When I first arrived for my internship at Knewton, I had a bit of free time to get settled in and decided I wanted to do something fun (but still related to data science). So I made a map of the world using Twitter tweets.
I began by writing a script in Python to extract geotagged tweets using Twitter’s API. I ignored the text contained in the tweets, and only stored the longitude and latitude of the tweets as they streamed in. Within an hour or so, I had collected around 150,000 locations.
Plotting the tweets on a scatter plot in MATLAB yielded a nice visualization. We can already see rough outlines of populated areas:
This prompted me to investigate further.
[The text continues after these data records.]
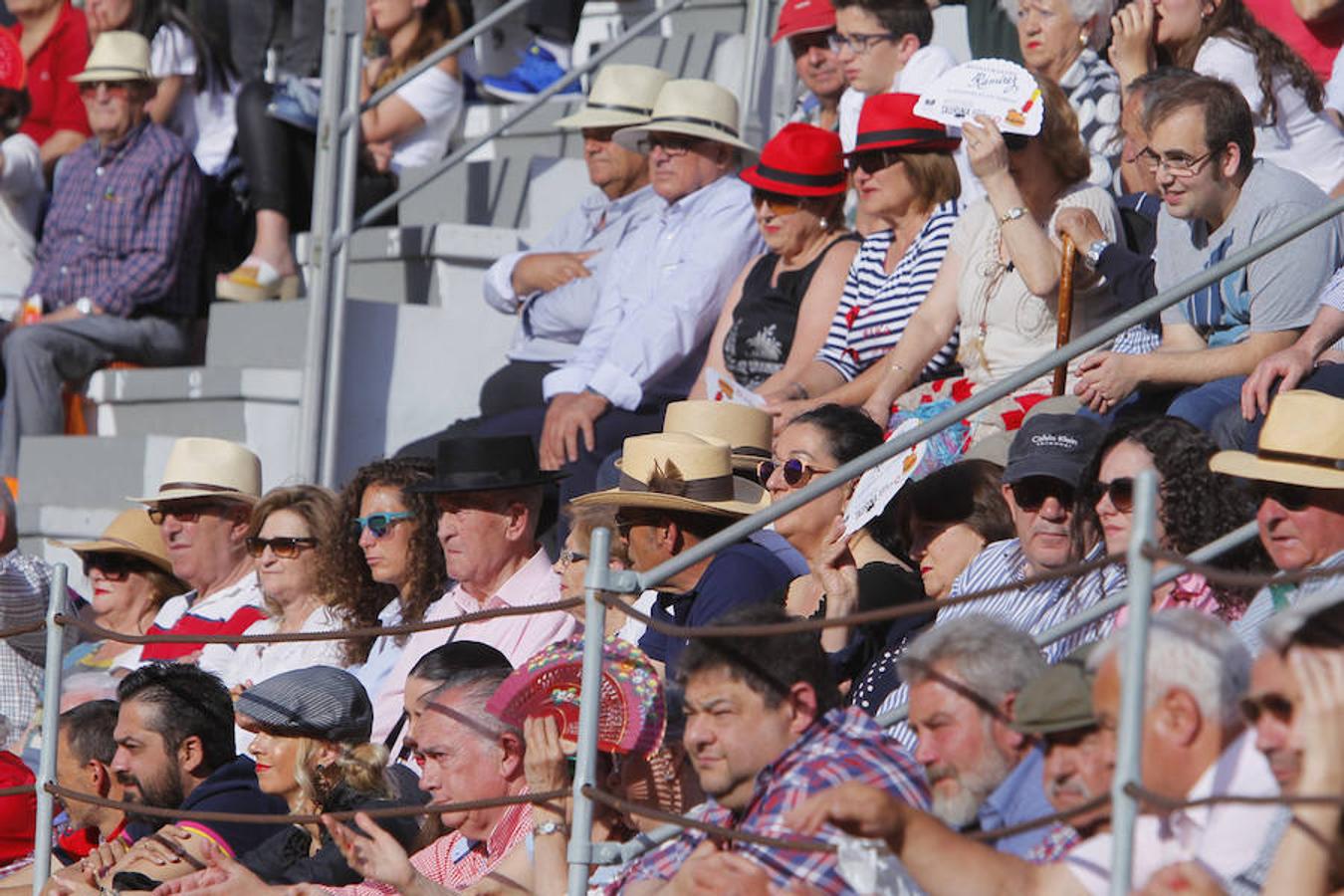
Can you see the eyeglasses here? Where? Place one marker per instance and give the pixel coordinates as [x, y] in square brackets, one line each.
[779, 204]
[1290, 497]
[114, 567]
[857, 43]
[1121, 493]
[875, 160]
[283, 547]
[1274, 704]
[378, 524]
[793, 470]
[1032, 492]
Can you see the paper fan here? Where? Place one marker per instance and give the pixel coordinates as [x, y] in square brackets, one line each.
[632, 714]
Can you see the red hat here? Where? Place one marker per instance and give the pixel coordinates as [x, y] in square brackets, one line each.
[889, 121]
[801, 160]
[14, 73]
[802, 16]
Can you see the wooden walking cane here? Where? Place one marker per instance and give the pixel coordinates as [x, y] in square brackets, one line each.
[1066, 308]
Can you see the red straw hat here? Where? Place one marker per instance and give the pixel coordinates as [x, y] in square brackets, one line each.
[802, 16]
[632, 712]
[889, 121]
[801, 160]
[14, 73]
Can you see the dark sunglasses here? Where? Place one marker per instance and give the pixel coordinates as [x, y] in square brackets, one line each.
[378, 524]
[1275, 704]
[1290, 497]
[1032, 492]
[1121, 493]
[777, 203]
[114, 567]
[793, 470]
[283, 547]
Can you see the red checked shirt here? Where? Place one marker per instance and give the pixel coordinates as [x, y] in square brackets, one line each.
[844, 745]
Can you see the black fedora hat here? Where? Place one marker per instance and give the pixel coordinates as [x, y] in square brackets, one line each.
[486, 464]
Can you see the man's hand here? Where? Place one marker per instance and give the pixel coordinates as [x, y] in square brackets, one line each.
[568, 415]
[1105, 380]
[853, 807]
[544, 272]
[1081, 226]
[1286, 367]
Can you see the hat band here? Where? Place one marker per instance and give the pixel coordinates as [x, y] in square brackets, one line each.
[691, 119]
[1293, 457]
[717, 488]
[921, 134]
[801, 180]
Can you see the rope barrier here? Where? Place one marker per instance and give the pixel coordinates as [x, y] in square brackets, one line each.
[245, 818]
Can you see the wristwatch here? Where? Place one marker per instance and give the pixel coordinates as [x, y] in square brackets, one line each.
[1094, 251]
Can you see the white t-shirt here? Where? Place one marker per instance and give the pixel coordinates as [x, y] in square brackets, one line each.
[206, 121]
[20, 202]
[1300, 140]
[437, 97]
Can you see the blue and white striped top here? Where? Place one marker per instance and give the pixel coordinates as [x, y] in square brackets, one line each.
[875, 305]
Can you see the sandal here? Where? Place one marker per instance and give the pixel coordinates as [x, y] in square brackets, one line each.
[256, 281]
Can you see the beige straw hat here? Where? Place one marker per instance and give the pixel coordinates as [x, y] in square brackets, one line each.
[131, 533]
[117, 55]
[200, 468]
[694, 108]
[621, 96]
[679, 472]
[1301, 443]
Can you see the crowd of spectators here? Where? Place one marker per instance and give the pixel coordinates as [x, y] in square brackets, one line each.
[925, 747]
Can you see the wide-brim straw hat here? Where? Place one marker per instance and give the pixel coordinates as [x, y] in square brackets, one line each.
[679, 472]
[204, 468]
[131, 533]
[694, 108]
[117, 55]
[1301, 443]
[621, 96]
[748, 430]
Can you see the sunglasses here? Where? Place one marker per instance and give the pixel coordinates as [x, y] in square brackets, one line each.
[283, 547]
[378, 524]
[1290, 497]
[793, 470]
[1121, 493]
[1032, 492]
[114, 567]
[1275, 704]
[779, 204]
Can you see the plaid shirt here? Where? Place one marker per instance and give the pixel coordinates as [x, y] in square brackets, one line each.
[123, 227]
[841, 746]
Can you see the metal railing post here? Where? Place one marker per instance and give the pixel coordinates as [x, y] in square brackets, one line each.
[1132, 691]
[584, 766]
[341, 18]
[50, 729]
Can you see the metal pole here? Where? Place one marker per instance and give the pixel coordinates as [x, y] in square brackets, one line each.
[340, 269]
[50, 726]
[338, 16]
[1131, 735]
[519, 113]
[584, 766]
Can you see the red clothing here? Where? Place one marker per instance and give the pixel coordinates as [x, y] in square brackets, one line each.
[1316, 42]
[56, 100]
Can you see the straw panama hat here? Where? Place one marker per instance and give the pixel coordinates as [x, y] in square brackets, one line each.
[621, 96]
[200, 468]
[748, 430]
[692, 108]
[1296, 421]
[131, 533]
[679, 472]
[117, 55]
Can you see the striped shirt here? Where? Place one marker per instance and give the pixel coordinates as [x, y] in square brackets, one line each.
[876, 307]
It was clear that these points represented a rough map of the world, but there were a few things that needed to be improved:
- Above a certain threshold, it was hard to see the relative density of tweets. For example, it was impossible to differentiate between cities and rural areas in the eastern half of the US because it was completely blue.
- Multiple tweets coming from the same location, or being quantized to the same location, only showed up as one point.
- The map, by itself, didn’t make any probabilistic inferences. We’d mapped out our data, but we hadn’t derived anything from it.
I wanted to approximate the probability density distribution of tweets, or the relative likelihood of a tweet to take on a certain location. To do that, I used a technique called kernel density estimation. By smoothing out our data points, kernel density estimation infers a probability distribution from the given data.
Kernel density estimation got me this:
Areas of high tweet density are red, and areas of even higher tweet density are yellow.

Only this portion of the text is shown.